The reason for comparison in sports is plain: the more comparisons you’re able to make, the wider amount of assumptions and ideas you’re able to fit under one understanding of what you’re seeing. If you filter your idea of basketball through stars? In the Raptors sense, maybe Pascal Siakam’s large, dominant playmaking is LeBron-like to you; maybe Fred VanVleet was, for a time, a version of Klay Thompson who had been shortened by a Looney Tunes style hammer to the head (I’m guilty of this one too). These things are all true, until they aren’t. And these comparisons aren’t true, virtually, at the moment of conception.

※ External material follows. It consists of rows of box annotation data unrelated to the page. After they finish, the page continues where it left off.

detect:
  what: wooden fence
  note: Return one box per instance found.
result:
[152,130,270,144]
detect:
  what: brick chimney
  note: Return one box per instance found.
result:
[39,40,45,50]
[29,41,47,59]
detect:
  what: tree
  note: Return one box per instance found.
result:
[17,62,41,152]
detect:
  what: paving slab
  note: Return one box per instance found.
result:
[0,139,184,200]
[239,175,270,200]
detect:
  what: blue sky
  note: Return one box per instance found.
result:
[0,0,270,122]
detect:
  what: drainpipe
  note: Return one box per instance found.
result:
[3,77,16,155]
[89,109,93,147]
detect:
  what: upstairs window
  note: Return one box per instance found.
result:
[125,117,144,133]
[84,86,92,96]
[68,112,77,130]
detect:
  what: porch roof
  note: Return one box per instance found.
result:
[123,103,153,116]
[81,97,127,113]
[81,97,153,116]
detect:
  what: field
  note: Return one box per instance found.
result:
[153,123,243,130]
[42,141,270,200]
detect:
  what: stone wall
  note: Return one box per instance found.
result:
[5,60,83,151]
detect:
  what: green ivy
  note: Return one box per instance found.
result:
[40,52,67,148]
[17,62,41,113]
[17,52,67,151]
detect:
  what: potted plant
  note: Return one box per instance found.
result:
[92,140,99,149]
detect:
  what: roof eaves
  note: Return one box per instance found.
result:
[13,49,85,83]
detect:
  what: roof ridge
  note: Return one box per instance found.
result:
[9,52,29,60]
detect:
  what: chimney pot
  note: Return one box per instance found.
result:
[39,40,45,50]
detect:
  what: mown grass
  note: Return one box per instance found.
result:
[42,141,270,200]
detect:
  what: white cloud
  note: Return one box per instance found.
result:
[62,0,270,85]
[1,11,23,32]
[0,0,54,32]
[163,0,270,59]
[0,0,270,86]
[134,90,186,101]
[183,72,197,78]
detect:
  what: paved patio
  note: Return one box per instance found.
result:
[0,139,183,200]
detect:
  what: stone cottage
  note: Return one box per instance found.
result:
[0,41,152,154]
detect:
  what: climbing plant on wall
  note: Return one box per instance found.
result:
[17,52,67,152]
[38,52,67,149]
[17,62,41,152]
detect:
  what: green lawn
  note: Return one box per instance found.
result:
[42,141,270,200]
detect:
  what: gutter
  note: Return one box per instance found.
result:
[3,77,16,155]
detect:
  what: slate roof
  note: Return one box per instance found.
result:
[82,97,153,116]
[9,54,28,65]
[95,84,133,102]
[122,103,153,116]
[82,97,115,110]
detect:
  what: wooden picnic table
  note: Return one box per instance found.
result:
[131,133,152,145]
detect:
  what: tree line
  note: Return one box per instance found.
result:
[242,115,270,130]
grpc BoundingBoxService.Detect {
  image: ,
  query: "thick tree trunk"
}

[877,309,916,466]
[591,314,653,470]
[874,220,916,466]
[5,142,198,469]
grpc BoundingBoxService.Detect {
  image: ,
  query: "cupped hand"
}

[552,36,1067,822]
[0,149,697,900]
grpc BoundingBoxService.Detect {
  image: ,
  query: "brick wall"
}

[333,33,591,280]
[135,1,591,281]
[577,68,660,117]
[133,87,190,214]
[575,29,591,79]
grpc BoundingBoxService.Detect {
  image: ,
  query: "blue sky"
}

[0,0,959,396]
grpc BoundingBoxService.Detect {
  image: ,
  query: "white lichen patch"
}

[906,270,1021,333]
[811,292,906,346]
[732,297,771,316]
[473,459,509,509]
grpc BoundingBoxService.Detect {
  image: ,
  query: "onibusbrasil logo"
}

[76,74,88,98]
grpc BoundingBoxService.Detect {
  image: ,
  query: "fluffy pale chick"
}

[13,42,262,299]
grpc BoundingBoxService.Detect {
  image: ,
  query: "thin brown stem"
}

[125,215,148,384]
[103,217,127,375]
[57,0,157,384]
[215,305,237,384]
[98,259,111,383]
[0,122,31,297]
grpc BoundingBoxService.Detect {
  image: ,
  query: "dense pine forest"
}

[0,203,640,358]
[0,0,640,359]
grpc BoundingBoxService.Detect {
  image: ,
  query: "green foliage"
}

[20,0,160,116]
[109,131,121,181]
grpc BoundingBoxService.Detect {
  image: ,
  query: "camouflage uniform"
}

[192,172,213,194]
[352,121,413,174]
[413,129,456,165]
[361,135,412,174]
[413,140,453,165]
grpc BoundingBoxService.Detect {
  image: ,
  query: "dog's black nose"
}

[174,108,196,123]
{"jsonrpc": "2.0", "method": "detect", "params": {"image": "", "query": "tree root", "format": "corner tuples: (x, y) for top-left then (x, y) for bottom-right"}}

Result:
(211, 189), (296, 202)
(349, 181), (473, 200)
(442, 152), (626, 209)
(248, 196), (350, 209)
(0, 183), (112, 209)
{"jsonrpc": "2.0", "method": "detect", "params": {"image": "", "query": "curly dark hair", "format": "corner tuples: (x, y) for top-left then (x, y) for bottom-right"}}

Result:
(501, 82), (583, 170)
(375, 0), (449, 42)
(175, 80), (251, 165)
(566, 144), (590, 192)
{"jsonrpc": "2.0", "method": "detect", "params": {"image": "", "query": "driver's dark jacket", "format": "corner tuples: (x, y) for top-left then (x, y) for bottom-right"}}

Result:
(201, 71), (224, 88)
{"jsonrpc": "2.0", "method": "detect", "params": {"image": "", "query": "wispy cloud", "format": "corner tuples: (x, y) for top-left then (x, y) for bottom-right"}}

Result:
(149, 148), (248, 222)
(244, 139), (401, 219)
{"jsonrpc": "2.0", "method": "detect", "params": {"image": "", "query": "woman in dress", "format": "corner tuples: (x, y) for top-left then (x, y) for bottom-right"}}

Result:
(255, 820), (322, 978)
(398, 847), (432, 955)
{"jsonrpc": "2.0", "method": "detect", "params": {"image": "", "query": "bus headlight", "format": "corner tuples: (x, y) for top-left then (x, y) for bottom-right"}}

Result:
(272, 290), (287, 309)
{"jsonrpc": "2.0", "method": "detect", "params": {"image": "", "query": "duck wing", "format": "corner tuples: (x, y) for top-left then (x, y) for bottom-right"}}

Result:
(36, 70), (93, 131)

A comparison helps us convey an idea quickly and succinctly, but what happens when that comparison starts to guide the dialogue around a player? How do we untangle a proliferated web, where these comparisons helped create illusions of a player’s skillset? Or, perhaps they help polarize public opinion? How now, do we look at O.G. Anunoby and remove him from the Kawhi Leonard comparisons, while still providing a holistic look at his strengths? While Anunoby obviously isn’t a Leonard-type player, he can’t be a ‘3 and D’ player; he’s too good at too many things. O, halcyon days, we long for you — when Anunoby knew his place, his ‘role’, and scored 10.6 points per game. Surely, everyone understands that’s wrong. Even if frustrations are to be had by Anunoby & fans alike while he stretches his legs, everyone dreams bigger.
The real question is: how do these attempts at improvement fit in the Raptors offense? Let’s start with the passive stuff, because we have to establish a floor that Anunoby isn’t tanking the Raptors offense. So, the Raptors offense through 4 games is 26.4 points per 100 possessions better with Anunoby on the floor as opposed to when he’s off of it. Their effective field goal percentage is 21-percent higher. Both of those categories will likely end up on the positive side of the ledger for the third season in a row. As a spacer? Anunoby has refrained from taking a single pull-up from downtown and is cashing 44.5 percent of his catch-and-shoot looks. He’s also, objectively, a good cutter and finisher. He threatens mismatches and offensive rebounds, which lean fully into what the Raptors like to do. All good things.
The defense is elite. Moving on.
The Raptors offense still ranks 21st. Pascal Siakam and Fred VanVleet are averaging 38 minutes per game. Offense needs to come from somewhere, and Anunoby’s shrinking usage rate is of no help whatsoever. He’s clearly been a benefit to the offense, but so too has he been less of a benefit than he could have been. Anunoby’s four-shot attempt performance vs. the Heat is emblematic of two very big things:
- Anunoby can reach the paint with a live dribble, and regardless of the warts, that has to be leveraged by the Raptors offense in some form or fashion.
- The contemporary idea of the ‘3 and D’ player is dead. Over the past half decade, defenses have become incredibly good at running teams off the line, covering space, and forcing tertiary players to put the ball down. This is why Gary Trent Jr.’s pull-up is so important. This is why Precious Achiuwa’s attacks on closeouts loom large. This is why Anunoby’s pump-go-laydown to a big for a dunk reads are impactful. If you want a player to stand in the corner because you’re thinking of a sexy shot profile? He’s going to shoot two times a game.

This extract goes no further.